Pour éviter cet écueil, la ferme fournit uniquement les 38 collèges du Grand Lyon dont les cantines sont gérées par la collectivité, précise Jérémy Camus, soit environ la moitié des établissements. Les légumes livrés gratuitement sont déduits du budget des établissements. « La ferme permet d’éviter des dépenses d’achat », dit l’élu. Et de rappeler l’objectif de passer toutes les cantines en 100 % bio. Pas de place, donc, pour le marché conventionnel.
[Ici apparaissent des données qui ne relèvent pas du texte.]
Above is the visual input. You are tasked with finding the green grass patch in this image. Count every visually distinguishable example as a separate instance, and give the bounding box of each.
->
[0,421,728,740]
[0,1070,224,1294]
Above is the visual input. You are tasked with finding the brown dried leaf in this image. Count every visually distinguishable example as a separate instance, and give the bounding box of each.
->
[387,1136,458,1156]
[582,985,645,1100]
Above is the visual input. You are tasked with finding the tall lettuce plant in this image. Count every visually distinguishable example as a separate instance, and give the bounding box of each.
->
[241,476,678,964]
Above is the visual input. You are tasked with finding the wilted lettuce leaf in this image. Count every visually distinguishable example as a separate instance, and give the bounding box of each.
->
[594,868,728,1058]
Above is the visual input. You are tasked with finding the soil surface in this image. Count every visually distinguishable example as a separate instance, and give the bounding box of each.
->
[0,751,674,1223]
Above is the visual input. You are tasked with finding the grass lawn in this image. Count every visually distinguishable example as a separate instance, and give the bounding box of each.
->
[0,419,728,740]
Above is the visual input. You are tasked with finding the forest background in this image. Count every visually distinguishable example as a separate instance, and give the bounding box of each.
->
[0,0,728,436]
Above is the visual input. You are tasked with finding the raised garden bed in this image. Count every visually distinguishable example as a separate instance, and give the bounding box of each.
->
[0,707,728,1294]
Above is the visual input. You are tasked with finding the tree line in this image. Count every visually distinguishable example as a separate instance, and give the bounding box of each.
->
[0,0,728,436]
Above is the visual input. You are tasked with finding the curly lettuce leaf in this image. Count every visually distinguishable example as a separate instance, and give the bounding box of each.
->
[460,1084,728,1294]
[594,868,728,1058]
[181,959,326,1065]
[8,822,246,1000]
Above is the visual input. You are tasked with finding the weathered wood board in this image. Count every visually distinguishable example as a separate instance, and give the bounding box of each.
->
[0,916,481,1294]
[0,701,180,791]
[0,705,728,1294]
Ces derniers mois, Jérémy Camus dit être « assailli » de coups de téléphone de collectivités de grande taille intéressées par le concept. Des villes de gauche ou écologistes comme Grenoble, Strasbourg, Montpellier, Nantes… « La ferme a l’air de porter ses fruits ! » se réjouit l’élu qui imagine déjà un réseau de fermes métropolitaines.
« Ces modèles sont possibles, poursuit-il, ce n’est pas juste un truc de Lyonnais ! » Il prévoit aussi un « retour à la terre » des écoliers. D’ici un ou deux ans, des visites pédagogiques pourront être organisées à la ferme urbaine, dont l’emplacement a aussi été choisi pour sa proximité avec le tramway. De quoi, peut-être, susciter quelques vocations à l’heure où la relève agricole manque cruellement.
En attendant, Mewan Melguen et Éloïse Amini se sont lancés un nouveau défi, et de taille : remettre au goût du jour le salsifis… « Frais, ça n’a pas le même goût », assure le maraîcher en caressant amoureusement les plants en cours de test. Le verdict tombera d’ici quelques semaines dans les cantines du Grand Lyon.